OK Cafe, founded in 1987, is a restaurant in Atlanta, Georgia, that serves breakfast, lunch, and dinner every day. The restaurant, known for its Southern comfort food, has been featured in Forbes, Southern Living, and Ladies Home Journal. In a review of OK Cafe, Atlanta Intown wrote, "Time stands still at the OK Cafe. It’s predictable, delivering all the comfort foods of Southern living that this restaurant has perfected over its very many years as an Atlanta landmark."

== Controversies ==

=== Flag controversy ===
Until mid-2020, OK Cafe prominently displayed the former flag of Georgia in its dining room, which contains the Confederate battle flag. Despite being perceived as a racist celebration of the Confederacy, the restaurant kept the flag for years. After previously defending the presence of the flag, owner Susan DeRose took the flag down in June 2020.

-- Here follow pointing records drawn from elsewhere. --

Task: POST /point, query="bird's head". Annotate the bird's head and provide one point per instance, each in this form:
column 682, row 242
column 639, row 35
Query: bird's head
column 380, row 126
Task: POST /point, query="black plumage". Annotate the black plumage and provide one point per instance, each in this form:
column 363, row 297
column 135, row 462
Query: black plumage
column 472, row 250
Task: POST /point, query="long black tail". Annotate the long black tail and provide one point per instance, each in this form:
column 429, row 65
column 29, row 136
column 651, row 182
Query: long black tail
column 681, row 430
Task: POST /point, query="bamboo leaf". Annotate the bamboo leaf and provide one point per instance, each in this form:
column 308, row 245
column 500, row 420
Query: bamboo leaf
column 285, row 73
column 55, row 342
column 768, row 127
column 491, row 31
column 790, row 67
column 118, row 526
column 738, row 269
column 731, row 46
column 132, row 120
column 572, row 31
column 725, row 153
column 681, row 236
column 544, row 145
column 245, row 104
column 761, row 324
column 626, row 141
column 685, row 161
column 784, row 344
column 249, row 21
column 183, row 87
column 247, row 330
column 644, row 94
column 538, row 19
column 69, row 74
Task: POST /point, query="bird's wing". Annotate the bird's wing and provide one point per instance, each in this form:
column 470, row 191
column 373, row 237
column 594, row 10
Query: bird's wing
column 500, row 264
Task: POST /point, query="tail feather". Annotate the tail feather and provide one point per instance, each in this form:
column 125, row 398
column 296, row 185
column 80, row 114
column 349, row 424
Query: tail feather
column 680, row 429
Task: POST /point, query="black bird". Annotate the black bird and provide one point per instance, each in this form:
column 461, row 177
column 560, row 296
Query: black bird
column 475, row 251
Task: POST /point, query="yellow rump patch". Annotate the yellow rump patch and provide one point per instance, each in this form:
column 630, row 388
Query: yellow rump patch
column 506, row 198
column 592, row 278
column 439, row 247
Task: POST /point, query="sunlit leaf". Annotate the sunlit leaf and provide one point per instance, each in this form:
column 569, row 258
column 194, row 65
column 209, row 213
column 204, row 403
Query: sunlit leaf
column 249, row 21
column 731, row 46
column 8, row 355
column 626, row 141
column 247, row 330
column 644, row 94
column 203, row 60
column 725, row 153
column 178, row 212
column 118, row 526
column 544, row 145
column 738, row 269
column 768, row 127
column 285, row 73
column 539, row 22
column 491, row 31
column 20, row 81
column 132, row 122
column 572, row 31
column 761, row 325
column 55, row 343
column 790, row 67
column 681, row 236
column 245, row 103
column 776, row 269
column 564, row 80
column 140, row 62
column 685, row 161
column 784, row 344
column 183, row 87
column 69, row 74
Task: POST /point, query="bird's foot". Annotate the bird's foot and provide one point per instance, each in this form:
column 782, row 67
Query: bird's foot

Former flag of the state of Georgia on display in the OK Cafe dining room until 2020

=== Protests ===
In response to a youth-organised Black Lives Matter protest known as Buckhead4BlackLives organised near the cafe that marched towards the Georgia Governor's Mansion in June 2020 in the wake of the murder of George Floyd, the cafe put on display a sign that read "Lives That Matter Are Made With Positive Purpose," an apparent attempt to counter-protest the student-led protest, which had roughly 2,000–3,000 attendees, including former Atlanta Falcons head coach Dan Quinn and radio personality Frank Ski. In addition, signs that read "Law & Order = Peace" and "OK Cafe loves America" were also put on display by the Cafe. Cafe Owner Susan DeRose defended her counter protest, expressing that she was "offended" by the Black Lives Matter protest, whose organizers she referred to as "spoiled children."

== Fire ==
In December 2014, the restaurant was damaged in a fire and did not reopen until October of the following year. A firefighter suffered minor injuries from a fall suffered during the cleanup of the restaurant following the fire.